Our First Company-Wide ChatGPT Hackathon After Full Rollout
Happy New Year. Okada from Zenken’s AI division here.
On January 7, 2025 — only the second working day of the year — more than 40 people gathered for our ChatGPT hackathon, including executives and division heads from ten different business units.
In about three valuable hours, each team enjoyably learned the GPTs feature and built a working prototype that solves something practical.
- Brainstorming for new business lines
- Streamlining email correspondence with overseas partners
- Drafting job postings
- Training Smith — an English-learning advisor
- A funnel-analysis assistant for job-seeker behavior
- Initial troubleshooting for IT devices
- Project manager for the “shareholder Soka” project
- Payroll calculation
All eight teams produced something genuinely unique.
At the end, everyone voted for the GPT they thought was best. Many were close calls, but the runaway winner was Initial troubleshooting for IT devices.
The problem it solves For laptop and smartphone trouble, it walks the user through what they can resolve on their own, and prepares an escalation message for cases that need IT support.

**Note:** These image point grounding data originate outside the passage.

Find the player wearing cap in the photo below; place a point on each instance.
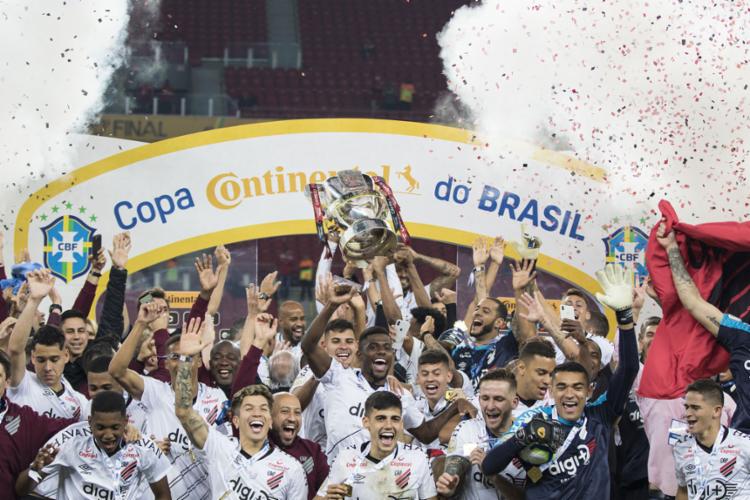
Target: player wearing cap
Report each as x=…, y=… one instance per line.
x=711, y=461
x=382, y=467
x=473, y=438
x=45, y=390
x=564, y=447
x=248, y=467
x=99, y=463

The benefits Basic problems get cleared without help, and when escalation is needed, the message clearly conveys what is happening — which cuts response time. Users don’t have to wait. It also builds the user’s IT skills: by going through initial troubleshooting themselves, they learn over time.

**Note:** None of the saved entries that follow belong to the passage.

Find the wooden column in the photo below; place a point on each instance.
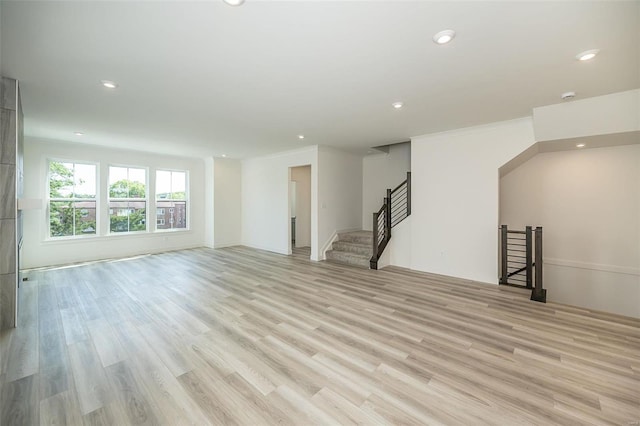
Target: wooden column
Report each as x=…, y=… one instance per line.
x=503, y=254
x=539, y=294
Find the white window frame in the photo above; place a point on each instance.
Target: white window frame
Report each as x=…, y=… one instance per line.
x=128, y=200
x=95, y=199
x=171, y=209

The GPT walks the user step by step, narrowing down the issue without requiring technical expertise. If three steps don’t resolve it, or if administrative privileges are required, it switches into escalation mode.
I think it won decisively because of one thing: it tackles the invisible labor that doesn’t show up in any dashboard. Both the IT team’s time and the user’s waiting time get cut, and the savings on both sides are concrete and easy to picture.
This was also an event where every section of the corporate group joined in — work that “quietly supports the business from behind the scenes” suddenly became visible to a much larger audience. There was a lot of mutual learning in the room.
We started preparations at the end of 2024 with help from the OpenAI Japan team, and I’m glad we were able to pull it off. Through this event, many people surfaced challenges, learned new ways to use the tool, and walked away with insights they’ll bring back to their work.
We’ll keep pushing — not just within specific departments, but across every part of Zenken — and the AI division will stay focused on raising the level of usage company-wide.